The Coffee Consultants

The trials, tribulations, ruminations and successes of a collection of consultants that strive to work together and help small businesses in the South West of England grow larger

Monday, August 28, 2006

Blogging For Coffee - Part 2: From Grey Cells to The Coffee Consultants

Whilst I continue to nag my fellow Coffee Consultants for blog material, Chris seems to be more than making up for the others. Here is a picture of Chris and I at a local BNI exhibition and the 2nd part of Chris' "Blogging for Coffee" a short history of The Coffee Consultants



Blogging For Coffee

I had introduced a possibility to the group, an aesthetic medicine practice linked to a clinic specialising in treatments for painful or unsightly veins. Together, we came up with a concept for a seminar which was predicated on the very high failure-rate of practitioners entering the field, usually from the NHS.

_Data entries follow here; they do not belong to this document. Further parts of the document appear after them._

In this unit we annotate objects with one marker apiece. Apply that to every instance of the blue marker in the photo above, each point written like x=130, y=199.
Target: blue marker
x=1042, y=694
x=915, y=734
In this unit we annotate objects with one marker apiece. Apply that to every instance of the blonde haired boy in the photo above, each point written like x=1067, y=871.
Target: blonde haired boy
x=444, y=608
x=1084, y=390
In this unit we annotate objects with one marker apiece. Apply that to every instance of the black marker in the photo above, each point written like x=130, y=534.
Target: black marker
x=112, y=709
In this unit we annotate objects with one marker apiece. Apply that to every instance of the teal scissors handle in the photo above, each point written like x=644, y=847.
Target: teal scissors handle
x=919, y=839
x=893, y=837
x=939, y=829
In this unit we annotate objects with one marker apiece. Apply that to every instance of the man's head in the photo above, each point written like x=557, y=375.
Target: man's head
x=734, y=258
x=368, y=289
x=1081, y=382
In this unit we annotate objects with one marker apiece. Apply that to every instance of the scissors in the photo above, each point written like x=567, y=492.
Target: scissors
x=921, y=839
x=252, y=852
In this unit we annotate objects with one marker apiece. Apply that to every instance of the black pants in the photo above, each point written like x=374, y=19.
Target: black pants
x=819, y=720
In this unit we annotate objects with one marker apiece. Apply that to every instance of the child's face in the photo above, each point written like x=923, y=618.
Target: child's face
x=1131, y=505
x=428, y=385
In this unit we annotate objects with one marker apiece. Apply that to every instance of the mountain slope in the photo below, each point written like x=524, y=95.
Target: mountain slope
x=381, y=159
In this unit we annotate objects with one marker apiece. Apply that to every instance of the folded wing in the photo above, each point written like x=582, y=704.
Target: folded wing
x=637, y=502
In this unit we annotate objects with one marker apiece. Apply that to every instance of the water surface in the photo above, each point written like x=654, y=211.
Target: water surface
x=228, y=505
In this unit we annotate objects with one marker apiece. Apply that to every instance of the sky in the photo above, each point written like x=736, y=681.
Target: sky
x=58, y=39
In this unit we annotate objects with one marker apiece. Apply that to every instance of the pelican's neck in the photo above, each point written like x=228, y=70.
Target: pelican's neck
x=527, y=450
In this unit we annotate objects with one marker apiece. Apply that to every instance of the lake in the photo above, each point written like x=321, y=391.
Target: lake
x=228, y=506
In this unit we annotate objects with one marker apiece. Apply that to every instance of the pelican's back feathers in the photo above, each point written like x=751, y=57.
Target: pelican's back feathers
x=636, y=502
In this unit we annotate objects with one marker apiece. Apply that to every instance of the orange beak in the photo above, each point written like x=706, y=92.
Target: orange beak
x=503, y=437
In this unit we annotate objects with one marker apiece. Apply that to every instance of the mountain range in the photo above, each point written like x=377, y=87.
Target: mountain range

We saw the seminar as a template for a future, parallel enterprise to sit alongside corporate consultancy. It happened, and as an exercise in showcasing our complementary skills it was a success – but not enough people attended to convince us we had the right formula.

For about five minutes, we howled at the moon, cursed the ingratitude and stupidity of those who had turned their backs on us and told each other that the breakthrough was only just around the corner.

After that, the professional default kicked in. Viewed dispassionately, we had a proposition for business but it was incomplete. We could teach or help people manage, market, advertise and sell but what about the key discipline of financial control?

I must confess to having avoided accountants for most of my life because they speak a language more complex than Mandarin and seem intent on putting me in the frame for the National Debt. But – and it is a big but – they are the only show in town. Accounts are mandatory, not optional, and there are lessons in the figures only a fool intent on business suicide would deny.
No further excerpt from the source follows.